Today's bad news for consumer spending in the inflation numbers

03/15/2013 3:55 pm EST


Jim Jubak

Founder and Editor,

This morning’s U.S. inflation numbers are good news if you live in the alternative reality called the financial markets. However, if you live in the real world—you know the one where you buy things and have to make income and outgo match each month—the inflation news was remarkably bad.

The headline consumer price index climbed 0.7% in February. That’s the biggest jump in almost four years. It’s also a significant increase from January and December when headline inflation was flat. Economists had expected an increase of 0.5% for the month.

Core inflation, the number the Federal Reserve and financial markets watch, presented a much better picture. The core inflation rate, which excludes volatile food and energy costs, rose just 0.2% in February. That was actually a drop from the 0.3% increase in core inflation in January. The February core inflation number exactly matched expectations among economists surveyed by

Why the big difference in the headline and core inflation rates? Two guesses—food or energy—and the first guess doesn’t count.

It sure wasn’t the result of soaring food prices. Food prices rose just 0.1% in February.

So it must have been energy, right?
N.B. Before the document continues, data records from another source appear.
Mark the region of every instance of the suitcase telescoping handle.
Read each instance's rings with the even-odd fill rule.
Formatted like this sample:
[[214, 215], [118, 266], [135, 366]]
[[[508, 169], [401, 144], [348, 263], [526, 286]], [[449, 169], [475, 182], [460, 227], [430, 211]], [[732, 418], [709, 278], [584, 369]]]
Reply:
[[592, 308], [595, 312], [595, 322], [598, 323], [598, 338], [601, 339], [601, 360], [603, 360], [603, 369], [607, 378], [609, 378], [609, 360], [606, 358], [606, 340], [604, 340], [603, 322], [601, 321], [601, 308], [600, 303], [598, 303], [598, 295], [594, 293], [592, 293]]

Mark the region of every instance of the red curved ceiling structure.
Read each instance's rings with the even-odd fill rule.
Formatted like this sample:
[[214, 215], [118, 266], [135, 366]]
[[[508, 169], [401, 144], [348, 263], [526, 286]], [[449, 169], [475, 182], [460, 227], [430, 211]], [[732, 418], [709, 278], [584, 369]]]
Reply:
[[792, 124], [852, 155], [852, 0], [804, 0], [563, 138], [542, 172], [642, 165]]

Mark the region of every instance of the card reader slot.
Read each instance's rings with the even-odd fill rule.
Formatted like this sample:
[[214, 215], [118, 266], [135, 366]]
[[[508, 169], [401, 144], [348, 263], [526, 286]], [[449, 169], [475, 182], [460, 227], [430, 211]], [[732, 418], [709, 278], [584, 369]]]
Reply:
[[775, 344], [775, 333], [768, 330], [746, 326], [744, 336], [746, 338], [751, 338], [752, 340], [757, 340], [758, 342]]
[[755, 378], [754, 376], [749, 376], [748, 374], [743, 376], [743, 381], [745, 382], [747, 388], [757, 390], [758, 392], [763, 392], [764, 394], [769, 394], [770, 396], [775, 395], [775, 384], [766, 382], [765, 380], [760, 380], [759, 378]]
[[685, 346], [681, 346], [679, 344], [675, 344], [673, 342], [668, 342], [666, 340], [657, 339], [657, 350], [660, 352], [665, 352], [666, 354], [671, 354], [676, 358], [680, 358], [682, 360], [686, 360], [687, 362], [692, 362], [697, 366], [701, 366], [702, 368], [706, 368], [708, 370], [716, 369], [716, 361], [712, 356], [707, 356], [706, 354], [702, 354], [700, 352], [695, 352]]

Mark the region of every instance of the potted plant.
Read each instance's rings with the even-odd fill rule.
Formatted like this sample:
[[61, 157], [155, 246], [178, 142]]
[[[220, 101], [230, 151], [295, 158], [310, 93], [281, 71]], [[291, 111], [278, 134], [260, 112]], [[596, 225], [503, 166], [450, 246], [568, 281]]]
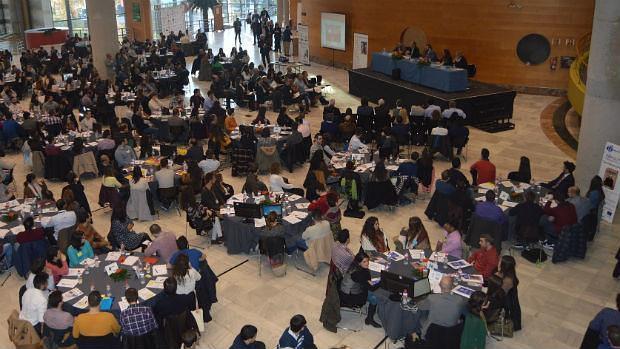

Yep, energy prices climbed 5.4% in February (after falling for three consecutive months) on a huge 9.1% increase in gasoline prices.

In financial world all this is reasonably good news. The core inflation measures the Fed watches showed no signs that core inflation might be on the upswing or that inflation expectations might be rising. Nothing in these numbers to suggest that the Federal Reserve, scheduled to meet next week, should consider ending its monthly $85 billion program of quantitative easing early. That’s especially true because the most likely explanation for the increase in gasoline prices—soaring prices for the credits that U.S. refineries buy so they don’t have to blend quite so much corn-based ethanol into their gasoline—can be passed off as a short-term technical problem.

On the other hand, in the real world, these inflation numbers are bad news. Money spent on gasoline, even if not “real” money as far as the core inflation numbers are concerned, is money that does come out of consumers’ wallets. Money spent on gasoline is money not spent on groceries, electronics, home improvement projects and the like.

Combined with today’s unexpected fall in consumer sentiment from the University of Michigan survey—consumer sentiment fell to 71.8 in the March survey from 77.6 in February—today’s headline inflation number does raise real worries about the strength of consumer spending over the next few months.